Frøslev Camp Landscape Concept. C.F. Møller

Frøslev Camp Landscape Concept

The landscape concept for the Frøslev Camp museum area enhances the monument's history and integrates the surrounding nature; a combined destination for cultural and nature excursions.
 Frøslev Camp Landscape Concept. C.F. Møller
Facts

Client

Aabenraa Municipality

Address

Padborg, DENMARK

Size

70,000 m²

Year

2023-2024

Architect

C.F. Møller Architects

Landscape

C.F. Møller Architects

Frøslev Camp highlights the history of war in Denmark during World War II, when the occupying forces used the camp as a prisoner camp. Beautifully located near the German border, surrounded by the picturesque Frøslev Plantation and along the Hærvej, Frøslev Camp stands as a museum area that conveys a subject in Denmark's history that sharply contrasts with the surrounding idyllic nature.

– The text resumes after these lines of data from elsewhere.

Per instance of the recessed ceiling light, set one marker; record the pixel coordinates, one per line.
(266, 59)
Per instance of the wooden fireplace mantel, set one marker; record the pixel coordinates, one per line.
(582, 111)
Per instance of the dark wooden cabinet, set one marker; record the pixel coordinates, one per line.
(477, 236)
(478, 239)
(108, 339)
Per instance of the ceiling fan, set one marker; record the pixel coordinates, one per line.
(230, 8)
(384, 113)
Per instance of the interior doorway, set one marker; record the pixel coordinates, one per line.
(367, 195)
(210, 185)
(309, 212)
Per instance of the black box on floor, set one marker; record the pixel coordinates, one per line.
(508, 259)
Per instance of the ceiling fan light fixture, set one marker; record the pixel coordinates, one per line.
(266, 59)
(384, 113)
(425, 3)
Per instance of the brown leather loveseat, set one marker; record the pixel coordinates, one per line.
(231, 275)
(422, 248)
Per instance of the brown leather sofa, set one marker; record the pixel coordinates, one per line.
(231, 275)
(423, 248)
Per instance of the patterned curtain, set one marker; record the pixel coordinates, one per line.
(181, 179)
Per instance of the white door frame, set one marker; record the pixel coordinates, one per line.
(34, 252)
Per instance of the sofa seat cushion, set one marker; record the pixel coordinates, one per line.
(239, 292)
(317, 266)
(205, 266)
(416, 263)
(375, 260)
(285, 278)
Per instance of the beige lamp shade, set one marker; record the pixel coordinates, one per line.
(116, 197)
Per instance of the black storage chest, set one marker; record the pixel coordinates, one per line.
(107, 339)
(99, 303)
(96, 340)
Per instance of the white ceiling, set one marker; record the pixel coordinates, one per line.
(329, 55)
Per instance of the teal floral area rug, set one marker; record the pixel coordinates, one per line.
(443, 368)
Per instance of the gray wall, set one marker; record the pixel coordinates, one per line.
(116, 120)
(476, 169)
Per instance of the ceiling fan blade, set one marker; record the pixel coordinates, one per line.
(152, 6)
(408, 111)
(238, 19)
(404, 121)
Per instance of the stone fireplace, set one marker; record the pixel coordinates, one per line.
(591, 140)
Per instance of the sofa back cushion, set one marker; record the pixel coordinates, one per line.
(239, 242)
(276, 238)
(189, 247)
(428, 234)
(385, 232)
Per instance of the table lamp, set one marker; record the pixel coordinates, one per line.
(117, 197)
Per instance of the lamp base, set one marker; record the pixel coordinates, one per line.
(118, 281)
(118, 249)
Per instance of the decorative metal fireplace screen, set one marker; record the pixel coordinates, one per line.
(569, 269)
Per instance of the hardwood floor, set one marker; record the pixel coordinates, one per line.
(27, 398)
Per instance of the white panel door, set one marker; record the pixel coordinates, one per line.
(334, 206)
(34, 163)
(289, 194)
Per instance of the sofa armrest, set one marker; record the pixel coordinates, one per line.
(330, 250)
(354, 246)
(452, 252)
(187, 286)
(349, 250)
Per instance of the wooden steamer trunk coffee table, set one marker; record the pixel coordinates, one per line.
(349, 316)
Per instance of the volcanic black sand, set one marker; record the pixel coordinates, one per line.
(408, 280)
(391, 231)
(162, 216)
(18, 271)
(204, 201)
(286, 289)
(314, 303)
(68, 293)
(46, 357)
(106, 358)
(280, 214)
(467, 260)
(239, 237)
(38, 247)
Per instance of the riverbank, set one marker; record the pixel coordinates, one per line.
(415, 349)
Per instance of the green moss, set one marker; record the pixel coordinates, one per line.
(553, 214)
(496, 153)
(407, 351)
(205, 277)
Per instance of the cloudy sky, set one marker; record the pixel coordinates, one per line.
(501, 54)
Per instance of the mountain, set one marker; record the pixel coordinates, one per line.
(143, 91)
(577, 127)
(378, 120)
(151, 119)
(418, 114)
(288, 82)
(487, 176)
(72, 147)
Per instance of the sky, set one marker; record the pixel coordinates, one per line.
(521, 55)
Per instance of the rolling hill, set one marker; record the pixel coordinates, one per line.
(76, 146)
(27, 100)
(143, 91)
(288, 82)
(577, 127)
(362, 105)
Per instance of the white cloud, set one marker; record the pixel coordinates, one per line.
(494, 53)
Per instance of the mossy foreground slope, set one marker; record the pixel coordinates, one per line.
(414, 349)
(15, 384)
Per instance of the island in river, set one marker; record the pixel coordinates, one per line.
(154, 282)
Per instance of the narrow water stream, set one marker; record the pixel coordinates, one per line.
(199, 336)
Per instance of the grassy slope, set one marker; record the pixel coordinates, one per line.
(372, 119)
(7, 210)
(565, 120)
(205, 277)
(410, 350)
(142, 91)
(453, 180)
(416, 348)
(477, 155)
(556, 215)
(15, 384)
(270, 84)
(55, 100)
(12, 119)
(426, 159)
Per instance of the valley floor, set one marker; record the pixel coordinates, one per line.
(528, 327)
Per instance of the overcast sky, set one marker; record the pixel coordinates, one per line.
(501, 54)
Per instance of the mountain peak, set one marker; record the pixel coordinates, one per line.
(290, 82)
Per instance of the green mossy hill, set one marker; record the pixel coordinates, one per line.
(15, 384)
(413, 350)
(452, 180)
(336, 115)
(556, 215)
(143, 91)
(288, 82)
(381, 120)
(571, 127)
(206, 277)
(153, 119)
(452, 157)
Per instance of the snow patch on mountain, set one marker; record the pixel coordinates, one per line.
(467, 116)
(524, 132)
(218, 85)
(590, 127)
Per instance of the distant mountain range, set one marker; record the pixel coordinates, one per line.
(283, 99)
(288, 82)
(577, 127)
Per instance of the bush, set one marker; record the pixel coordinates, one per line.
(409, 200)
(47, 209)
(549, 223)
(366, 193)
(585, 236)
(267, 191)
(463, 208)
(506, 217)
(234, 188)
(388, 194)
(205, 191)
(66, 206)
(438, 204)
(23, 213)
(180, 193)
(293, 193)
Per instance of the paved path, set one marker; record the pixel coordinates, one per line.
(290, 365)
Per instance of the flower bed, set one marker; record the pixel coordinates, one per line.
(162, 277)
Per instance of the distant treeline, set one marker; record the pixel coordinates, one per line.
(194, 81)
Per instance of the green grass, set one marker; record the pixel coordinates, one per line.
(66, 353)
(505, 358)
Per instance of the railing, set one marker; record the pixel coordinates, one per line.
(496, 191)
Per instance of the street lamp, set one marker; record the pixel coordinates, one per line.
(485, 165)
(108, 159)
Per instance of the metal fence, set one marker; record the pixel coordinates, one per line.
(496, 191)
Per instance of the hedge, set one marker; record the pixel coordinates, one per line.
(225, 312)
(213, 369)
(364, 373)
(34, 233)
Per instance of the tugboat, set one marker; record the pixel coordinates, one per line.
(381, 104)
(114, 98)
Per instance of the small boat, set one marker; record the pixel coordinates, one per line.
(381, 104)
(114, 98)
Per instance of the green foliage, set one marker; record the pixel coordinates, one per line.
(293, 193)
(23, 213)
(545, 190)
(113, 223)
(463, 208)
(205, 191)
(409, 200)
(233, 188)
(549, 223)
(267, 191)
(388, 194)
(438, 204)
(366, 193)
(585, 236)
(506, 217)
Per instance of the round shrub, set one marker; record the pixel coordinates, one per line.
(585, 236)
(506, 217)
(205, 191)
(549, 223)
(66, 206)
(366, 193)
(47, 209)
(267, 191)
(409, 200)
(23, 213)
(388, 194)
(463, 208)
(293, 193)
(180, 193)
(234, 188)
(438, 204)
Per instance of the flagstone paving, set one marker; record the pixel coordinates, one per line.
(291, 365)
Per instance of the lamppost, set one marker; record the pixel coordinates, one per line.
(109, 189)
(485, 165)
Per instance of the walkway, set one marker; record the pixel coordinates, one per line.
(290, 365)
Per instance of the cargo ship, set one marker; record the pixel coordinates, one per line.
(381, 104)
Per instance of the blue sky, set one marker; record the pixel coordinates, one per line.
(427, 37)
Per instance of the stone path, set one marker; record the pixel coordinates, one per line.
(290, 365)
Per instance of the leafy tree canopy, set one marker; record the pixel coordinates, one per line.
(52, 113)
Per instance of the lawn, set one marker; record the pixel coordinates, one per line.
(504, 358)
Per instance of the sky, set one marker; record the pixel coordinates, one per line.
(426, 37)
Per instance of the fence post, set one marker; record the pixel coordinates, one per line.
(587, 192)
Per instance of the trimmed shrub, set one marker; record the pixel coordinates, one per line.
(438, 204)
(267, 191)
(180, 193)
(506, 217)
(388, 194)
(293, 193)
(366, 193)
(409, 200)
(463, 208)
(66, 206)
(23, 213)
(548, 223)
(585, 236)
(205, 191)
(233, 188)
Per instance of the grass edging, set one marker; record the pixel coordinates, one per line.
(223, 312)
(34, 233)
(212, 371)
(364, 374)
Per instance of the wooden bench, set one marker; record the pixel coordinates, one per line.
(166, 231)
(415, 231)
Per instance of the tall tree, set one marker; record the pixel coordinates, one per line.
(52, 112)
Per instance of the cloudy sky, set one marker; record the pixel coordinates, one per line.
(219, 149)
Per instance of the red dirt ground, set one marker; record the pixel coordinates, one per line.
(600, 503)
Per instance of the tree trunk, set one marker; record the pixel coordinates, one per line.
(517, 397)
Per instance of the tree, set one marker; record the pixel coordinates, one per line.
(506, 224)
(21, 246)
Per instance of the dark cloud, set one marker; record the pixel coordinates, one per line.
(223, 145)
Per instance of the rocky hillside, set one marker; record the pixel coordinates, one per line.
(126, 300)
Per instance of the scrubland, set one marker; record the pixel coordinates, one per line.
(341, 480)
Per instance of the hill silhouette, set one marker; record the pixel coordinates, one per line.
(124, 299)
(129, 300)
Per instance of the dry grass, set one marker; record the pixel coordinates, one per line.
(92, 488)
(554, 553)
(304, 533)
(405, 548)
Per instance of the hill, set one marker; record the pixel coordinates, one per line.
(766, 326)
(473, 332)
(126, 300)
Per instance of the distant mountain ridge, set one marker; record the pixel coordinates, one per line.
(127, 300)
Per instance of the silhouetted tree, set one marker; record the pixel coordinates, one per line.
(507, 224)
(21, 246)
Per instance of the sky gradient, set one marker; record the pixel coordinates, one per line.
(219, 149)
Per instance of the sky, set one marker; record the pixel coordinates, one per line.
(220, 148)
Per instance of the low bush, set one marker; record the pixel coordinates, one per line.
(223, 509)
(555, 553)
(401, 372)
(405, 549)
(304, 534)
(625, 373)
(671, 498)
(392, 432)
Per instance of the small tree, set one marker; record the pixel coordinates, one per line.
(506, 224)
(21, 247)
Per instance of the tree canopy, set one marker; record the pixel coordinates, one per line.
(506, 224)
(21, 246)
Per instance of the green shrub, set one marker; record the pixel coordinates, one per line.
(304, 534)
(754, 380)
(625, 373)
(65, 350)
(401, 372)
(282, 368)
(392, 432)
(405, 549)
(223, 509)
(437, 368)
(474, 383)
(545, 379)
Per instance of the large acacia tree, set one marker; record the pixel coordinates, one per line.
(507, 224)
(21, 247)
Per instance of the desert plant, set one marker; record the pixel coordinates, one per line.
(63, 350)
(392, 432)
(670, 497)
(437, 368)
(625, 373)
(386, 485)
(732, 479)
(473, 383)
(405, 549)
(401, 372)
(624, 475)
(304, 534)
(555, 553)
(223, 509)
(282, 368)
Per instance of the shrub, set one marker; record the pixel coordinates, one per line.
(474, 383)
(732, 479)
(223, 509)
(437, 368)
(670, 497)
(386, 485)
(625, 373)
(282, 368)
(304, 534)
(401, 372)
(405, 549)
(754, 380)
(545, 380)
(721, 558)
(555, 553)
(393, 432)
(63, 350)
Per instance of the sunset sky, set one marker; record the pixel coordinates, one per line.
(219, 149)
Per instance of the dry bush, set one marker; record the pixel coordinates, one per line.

The original character of Frøslev Camp was marked by mud and barracks, placed in a strict geometric arrangement in the form of a panopticon structure, which gave the guards an overview of the inmates in the camp. The geometry as a design principle remains a central part of the landscape concept’s structure and conveys the history of the camp's function as a prison. To stage the ordered structure, the dune and hill landscape is drawn in between the barracks, where the incursion of wild nature emphasizes that the time when the camp functioned as a prison has passed.

Storytelling and Nature Integration

The road that divided the camp between German and Danish – guard and prisoner, now functions as a walking and cycling path for visitors in both the museum area, the plantation, and the Hærvej. At the end of the walking and cycling path lies the arrival and trail center, and halfway along the stretch, it connects to the most central outdoor element of the museum area: the Square of Time. The Square of Time invites contemplation and reflection and can be used for events and commemorations. The square is designed with different pavings that illustrate the muddy terrain that characterized Frøslev Camp when it was a prisoner camp.

Imprints of demolished barracks along the main path are marked with corten steel edges and filled with clipped grass. One of the demolished barracks has been reinterpreted as a memorial called "The Memory". Here, the footprint of the barrack is cast and furnished with fragments of walls and bed spaces, as they were originally organized, with the names of the 12,000 inmates engraved. The use of corten steel as a consistent material choice strengthens the area's identity and wayfinding. The rusty surface creates coherence between the elements in the museum landscape and symbolizes that its time as a prisoner camp has passed.

The project for the Frøslev Camp museum area combines storytelling, nature integration, and modern facilities, respecting the site's cultural heritage and the camp's significance for descendants and Danes.